Re: What are the I/O boundaries for read/write to a ceph object?

Ilya Dryomov <idryomov@xxxxxxxxx> · Mon, 17 Mar 2025 21:31:32 +0100

On Fri, Mar 14, 2025 at 3:29 PM David Howells <dhowells@xxxxxxxxxx> wrote:
>
> Hi Ilya,
>
> Ilya Dryomov <idryomov@xxxxxxxxx> wrote:
>
> > > Can you tell me what the I/O boundaries are for splitting up a read or a
> > > write request into separate subrequests?
> > >
> > > Does each RPC call need to fit within the bounds of an object or does it
> > > need to fit within the bounds of a stripe/block?
> >
> > Within the bounds of a RADOS object.
>
> Okay, thanks.
>
> > > Can a vectored read/write access multiple objects/blocks?
> >
> > I'm not sure what "vectored" means in this context,
>
> Where rather than issuing, say, a read data RPC with a single range to read, I
> can give it a list of non-contiguous regions to read.  I might do this, for
> example, if the VM issues a readahead request for a non-contiguous set of
> folios that fill in the gaps around a folio already present in the pagecache.
>
> > but a single read/write coming from the VFS may need to access multiple
> > RADOS objects.  Assuming that the object size is 4M (default), the simplest
> > example is a request for 8192 bytes at 4190208 offset in the file.
>
> netfslib allows for a request to be split up into a number of subrequests,
> where each subrequest can be of a different size and may access a different
> server or fscache.  What I need to make the ->prepare_read() function do is,
> for the specified starting point in the given file, return how many bytes we
> can possibly read before we have to issue the next subrequest.
>
> I currently have this (note this isn't what is in the patches I posted
> yesterday):
>
>         static int ceph_netfs_prepare_read(struct netfs_io_subrequest *subreq)
>         {
>                 struct netfs_io_request *rreq = subreq->rreq;
>                 struct ceph_inode_info *ci = ceph_inode(rreq->inode);
>                 struct ceph_fs_client *fsc =
>                         ceph_inode_to_fs_client(rreq->inode);
>                 const struct ceph_file_layout *layout = &ci->i_layout;
>
>                 size_t blocksize = layout->stripe_unit;
>                 size_t blockoff = subreq->start & (blocksize - 1);
>
>                 /* Truncate the extent at the end of the current block */
>                 rreq->io_streams[0].sreq_max_len =
>                         umin(blocksize - blockoff,
>                              fsc->mount_options->rsize);
>
>                 return 0;
>         }
>
> where "rreq->io_streams[0].sreq_max_len" gets set to the maximum length we can
> make the next subrequest.  I've made a number of assumptions here that I don't
> know are valid:
>
>  - The I/O block size is the stripe unit size.

Hi David,

This is valid, but operating purely in terms of stripe units won't be
optimal in the general case.  In the example that I gave in the previous
message, you would end up issuing 6 RPCs instead of 5, not recognizing
that the first and last logical blocks of the original 384K request are
contiguous within the first RADOS object and could be done in one go.
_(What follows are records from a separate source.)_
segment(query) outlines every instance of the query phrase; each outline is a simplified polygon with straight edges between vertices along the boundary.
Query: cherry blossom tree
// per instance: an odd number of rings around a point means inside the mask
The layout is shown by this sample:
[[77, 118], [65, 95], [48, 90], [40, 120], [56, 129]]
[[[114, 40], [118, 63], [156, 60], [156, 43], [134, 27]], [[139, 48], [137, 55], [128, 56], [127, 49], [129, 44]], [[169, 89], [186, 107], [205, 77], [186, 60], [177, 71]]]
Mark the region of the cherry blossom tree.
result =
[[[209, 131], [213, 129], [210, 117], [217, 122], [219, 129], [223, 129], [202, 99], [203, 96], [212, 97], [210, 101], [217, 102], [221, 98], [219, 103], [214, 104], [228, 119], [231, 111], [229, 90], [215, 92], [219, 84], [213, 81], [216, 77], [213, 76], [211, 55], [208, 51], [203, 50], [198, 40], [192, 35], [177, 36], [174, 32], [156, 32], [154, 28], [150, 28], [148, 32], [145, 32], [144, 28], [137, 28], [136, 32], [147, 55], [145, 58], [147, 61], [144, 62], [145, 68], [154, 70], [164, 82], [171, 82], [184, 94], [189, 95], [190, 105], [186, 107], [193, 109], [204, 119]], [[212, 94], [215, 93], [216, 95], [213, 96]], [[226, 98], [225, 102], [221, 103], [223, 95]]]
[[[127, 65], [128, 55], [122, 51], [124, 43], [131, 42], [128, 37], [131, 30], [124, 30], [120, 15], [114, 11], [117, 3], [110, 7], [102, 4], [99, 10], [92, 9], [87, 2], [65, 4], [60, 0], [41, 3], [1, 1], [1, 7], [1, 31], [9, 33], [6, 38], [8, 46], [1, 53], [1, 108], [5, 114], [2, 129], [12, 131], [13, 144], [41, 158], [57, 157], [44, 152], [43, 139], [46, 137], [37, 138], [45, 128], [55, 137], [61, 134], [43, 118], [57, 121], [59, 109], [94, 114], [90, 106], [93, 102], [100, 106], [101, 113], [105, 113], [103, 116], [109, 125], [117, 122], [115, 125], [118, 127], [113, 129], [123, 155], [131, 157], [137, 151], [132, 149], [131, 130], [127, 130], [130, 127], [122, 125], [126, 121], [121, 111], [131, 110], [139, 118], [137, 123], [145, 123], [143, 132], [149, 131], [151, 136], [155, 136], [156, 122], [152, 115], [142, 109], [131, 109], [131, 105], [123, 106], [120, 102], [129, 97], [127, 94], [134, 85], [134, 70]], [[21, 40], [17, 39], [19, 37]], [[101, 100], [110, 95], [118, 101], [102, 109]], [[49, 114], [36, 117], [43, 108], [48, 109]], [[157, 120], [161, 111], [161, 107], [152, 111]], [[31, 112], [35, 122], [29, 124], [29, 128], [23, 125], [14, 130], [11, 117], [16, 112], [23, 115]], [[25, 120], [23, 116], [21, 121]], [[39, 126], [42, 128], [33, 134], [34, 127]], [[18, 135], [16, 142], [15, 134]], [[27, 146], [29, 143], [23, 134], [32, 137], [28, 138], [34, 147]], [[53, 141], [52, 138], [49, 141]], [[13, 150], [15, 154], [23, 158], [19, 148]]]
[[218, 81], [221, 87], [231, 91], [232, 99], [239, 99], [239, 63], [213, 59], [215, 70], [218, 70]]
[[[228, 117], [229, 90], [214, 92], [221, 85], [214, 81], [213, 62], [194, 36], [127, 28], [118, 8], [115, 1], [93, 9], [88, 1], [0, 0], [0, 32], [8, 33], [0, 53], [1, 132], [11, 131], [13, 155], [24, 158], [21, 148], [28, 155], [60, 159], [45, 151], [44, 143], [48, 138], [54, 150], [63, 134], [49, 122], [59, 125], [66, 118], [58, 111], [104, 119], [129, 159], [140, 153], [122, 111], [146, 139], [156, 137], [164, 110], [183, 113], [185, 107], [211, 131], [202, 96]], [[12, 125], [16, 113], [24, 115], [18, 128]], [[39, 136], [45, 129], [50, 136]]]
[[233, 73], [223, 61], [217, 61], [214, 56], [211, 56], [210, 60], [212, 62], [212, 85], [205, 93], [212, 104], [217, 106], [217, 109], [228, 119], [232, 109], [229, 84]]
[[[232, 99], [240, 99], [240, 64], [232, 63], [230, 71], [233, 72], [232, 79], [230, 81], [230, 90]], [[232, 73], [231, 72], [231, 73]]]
"Fancy" striping isn't widely used though, so if implementing it
optimally complicates things too much, I wouldn't sweat it.

>  - Blocks are all the same size.

This is valid (except for the EOF block).

>  - Blocks are a power-of-2 size.

This is NOT valid.  IIRC the constraints are that the stripe unit is
a multiple of 64K and that the object size is a multiple of the stripe
unit.  Technically there is nothing stopping the stripe unit ("block")
from being set to 192K, for example.

>
> > > What I'm trying to do is to avoid using ceph_calc_file_object_mapping() as
> > > it does a bunch of 128-bit divisions for which I don't need the answers.
> > > I only need xlen - and really, I just need the limits of the read or write
> > > I can make.
> >
> > I don't think ceph_calc_file_object_mapping() can be avoided in the
> > general case.  With non-default ("fancy") striping, given for example
> > stripe_unit=64K and stripe_count=5, a single 64K * 6 = 384K request at
> > offset 0 in the file would need to access 5 RADOS objects, with the
> > first object/RPC delivering 128K and the other four objects/RPCs 64K
> > each.
>
> ceph_calc_file_object_mapping() seems to assume that the stripe_unit size and
> the object_size are fixed.  Is this something that might change?

Not after the file is created.  Think of these as immutable file
attributes that affect the data placement.

>
> Would you object to me putting an additional function in libceph next to that
> one that just gets me that span of the block containing the specified file
> position?

Fine with me.

Thanks,

                Ilya